I’d best be honest. I’m not actually going to tell YOU how to be healthy.
I might advocate how ‘people’ in general can seek to be healthy. I might discuss how I try to be healthy.
In my professional life I certainly try to optimise the health of my individual patients
BUT here on the internet I cannot really tell YOU how to be healthy.
This is an important topic to address at the moment in the blogging world.
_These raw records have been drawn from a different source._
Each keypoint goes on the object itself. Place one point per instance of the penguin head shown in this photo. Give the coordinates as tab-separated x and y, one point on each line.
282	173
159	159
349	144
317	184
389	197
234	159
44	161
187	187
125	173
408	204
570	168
The Internet is full of a mixture of fantastic health resources, and as the revelations a little while ago about wellness blogger Belle Gibson show, some dubious health claims.
Clearly there should be no room for downright lies or deliberately misleading claims.
In addition, whilst there is a huge amount of evidence about things that optimise the health of populations; exercise and a balenced diet for example. Being ‘healthy’ is to a certain extent unique to us as individuals.
Here is why:
What is health?
Once upon a time health simply meant the absence of disease. As a doctor it is still easy to fall into this pattern of thinking. If a patient does not have an illness – they must therefore be healthy. As Richard Smith writes in an excellent BMJ blog on this question:
‘doctors are interested in disease, not in health’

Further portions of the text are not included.